I have a select statement which is infact a subquery within a larger select statement built up programmatically. The problem is if I elect to include this subquery it acts as a bottle neck and the whole query becomes painfully slow.
An example of the data is as follows:
Payment
.Receipt_no|.Person |.Payment_date|.Type|.Reversed|
2|John |01/02/2001 |PA | |
1|John |01/02/2001 |GX | |
3|David |15/04/2003 |PA | |
6|Mike |26/07/2002 |PA |R |
5|John |01/01/2001 |PA | |
4|Mike |13/05/2000 |GX | |
8|Mike |27/11/2004 |PA | |
7|David |05/12/2003 |PA |R |
9|David |15/04/2003 |PA | |
The subquery is as follows :
select Payment.Person,
Payment.amount
from Payment
inner join (Select min([min_Receipt].Person) 'Person',
min([min_Receipt].Receipt_no) 'Receipt_no'
from Payment [min_Receipt]
inner join (select min(Person) 'Person',
min(Payment_date) 'Payment_date'
from Payment
where Payment.reversed != 'R' and Payment.Type != 'GX'
group by Payment.Person) [min_date]
on [min_date].Person= [min_Receipt].Person and [min_date].Payment_date = [min_Receipt].Payment_date
where [min_Receipt].reversed != 'R' and [min_Receipt].Type != 'GX'
group by [min_Receipt].Person) [1stPayment]

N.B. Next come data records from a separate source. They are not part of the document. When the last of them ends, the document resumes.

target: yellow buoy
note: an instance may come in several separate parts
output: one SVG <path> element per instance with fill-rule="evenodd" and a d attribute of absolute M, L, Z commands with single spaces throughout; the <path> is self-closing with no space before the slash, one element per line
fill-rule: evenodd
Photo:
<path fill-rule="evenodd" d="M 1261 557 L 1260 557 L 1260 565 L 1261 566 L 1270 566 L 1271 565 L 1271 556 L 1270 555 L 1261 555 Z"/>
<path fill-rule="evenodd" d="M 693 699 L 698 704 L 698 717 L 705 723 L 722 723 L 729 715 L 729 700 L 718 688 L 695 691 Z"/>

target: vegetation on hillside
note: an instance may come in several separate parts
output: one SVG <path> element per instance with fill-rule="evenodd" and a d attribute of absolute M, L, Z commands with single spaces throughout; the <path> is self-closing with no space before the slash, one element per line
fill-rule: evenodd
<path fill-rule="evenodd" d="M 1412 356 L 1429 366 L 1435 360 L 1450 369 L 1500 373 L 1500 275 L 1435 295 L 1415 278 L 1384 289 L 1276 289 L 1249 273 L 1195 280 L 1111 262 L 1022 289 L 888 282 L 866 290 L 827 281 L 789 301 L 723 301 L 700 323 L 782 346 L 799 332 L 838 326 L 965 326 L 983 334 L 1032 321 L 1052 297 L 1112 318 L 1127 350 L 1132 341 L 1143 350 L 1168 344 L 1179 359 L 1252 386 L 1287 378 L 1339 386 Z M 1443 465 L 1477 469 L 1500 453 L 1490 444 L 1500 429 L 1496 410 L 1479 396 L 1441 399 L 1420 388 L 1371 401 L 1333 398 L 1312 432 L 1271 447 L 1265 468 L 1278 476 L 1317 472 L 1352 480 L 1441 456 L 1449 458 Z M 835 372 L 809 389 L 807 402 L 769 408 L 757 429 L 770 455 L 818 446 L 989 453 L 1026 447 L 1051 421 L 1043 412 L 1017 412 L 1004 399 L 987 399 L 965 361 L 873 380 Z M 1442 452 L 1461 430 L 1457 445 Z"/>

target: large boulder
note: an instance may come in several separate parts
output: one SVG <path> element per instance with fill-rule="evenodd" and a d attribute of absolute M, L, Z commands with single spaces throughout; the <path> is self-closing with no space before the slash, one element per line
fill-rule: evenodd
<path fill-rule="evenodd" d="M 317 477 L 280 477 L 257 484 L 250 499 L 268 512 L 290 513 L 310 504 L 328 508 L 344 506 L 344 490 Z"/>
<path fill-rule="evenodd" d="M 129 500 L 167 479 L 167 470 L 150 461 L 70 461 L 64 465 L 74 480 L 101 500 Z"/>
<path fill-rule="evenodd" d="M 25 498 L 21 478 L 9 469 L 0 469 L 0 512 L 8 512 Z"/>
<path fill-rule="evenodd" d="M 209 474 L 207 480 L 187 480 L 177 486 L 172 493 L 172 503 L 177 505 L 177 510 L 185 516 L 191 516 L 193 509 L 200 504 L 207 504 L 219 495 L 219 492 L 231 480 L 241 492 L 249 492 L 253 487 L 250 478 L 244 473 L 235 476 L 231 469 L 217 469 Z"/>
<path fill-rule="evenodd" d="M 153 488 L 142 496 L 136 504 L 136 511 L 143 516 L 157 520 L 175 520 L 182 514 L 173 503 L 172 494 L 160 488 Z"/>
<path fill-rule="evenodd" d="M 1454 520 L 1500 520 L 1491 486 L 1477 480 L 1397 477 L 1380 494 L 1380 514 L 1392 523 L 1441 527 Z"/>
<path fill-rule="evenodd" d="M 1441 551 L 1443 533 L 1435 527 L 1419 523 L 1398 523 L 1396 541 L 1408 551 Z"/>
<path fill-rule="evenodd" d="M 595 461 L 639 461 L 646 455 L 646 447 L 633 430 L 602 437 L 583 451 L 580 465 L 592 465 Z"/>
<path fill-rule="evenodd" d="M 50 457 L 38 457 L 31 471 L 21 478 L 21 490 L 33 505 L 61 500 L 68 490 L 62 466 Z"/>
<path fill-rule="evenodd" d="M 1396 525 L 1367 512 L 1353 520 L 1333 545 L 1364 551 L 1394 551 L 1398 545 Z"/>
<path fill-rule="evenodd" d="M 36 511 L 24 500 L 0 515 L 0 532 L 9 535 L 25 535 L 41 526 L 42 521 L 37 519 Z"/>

on [1stPayment].Receipt_no = Payment.Receipt_no
This retrieves the first payment of each person by .Payment_date (ascending), .Receipt_no (ascending) where .type is not ‘GX’ and .Reversed is not ‘R’. As Follows:
Payment
.Receipt_No|.Person|.Payment_date
5|John |01/01/2001
3|David |15/04/2003
8|Mike |27/11/2004
Following Ahmads post –
From the following results
(3|David |15/04/2003)
and (9|David |15/04/2003)
I would only want the record with the lowest receipt_no. So
(3|David |15/04/2003)
So I added the aggregate function ‘min(Payment.receipt_no)’ grouping by person.
Query 1.
select min(Payment.Person) 'Person',
min(Payment.receipt_no) 'receipt_no'
from
Payment a
where
a.type<>'GX' and (a.reversed not in ('R') or a.reversed is null)
and a.payment_date =
(select min(payment_date) from Payment i
where i.Person=a.Person and i.type <> 'GX'
and (i.reversed not in ('R') or i.reversed is null))
group by a.Person
I added this as a subquery within my much larger query, however it still ran very slowly. So I tried rewriting the query whilst trying to avoid the use of aggregate functions and came up with the following.
Query 2.
SELECT
receipt_no,
person,
payment_date,
amount
FROM
payment a
WHERE
receipt_no IN
(SELECT
top 1 i.receipt_no
FROM
payment i
WHERE
(i.reversed NOT IN ('R') OR i.reversed IS NULL)
AND i.type<>'GX'
AND i.person = a.person
ORDER BY i.payment_date DESC, i.receipt_no ASC)
Which I wouldn’t necessarily think as more efficient. In fact if I run the two queries side by side on my larger data set Query 1. completes in a matter of milliseconds where as Query 2. takes several seconds.
However if I then add them as subqueries within a much larger query, the larger query completes in hours using Query 1. and completes in 40 seconds using Query 2.
I can only attribute this to the use of aggregate functions in one and not the other.
Following a comment from CodeReview –
I’ve also re-written the query using the Rank() command as suggested.
Query 3.
This method has also resulted in the speeding up the larger query, the larger query now taking some 28 seconds
However Rank() is only supprted from SQL 2005 upwards.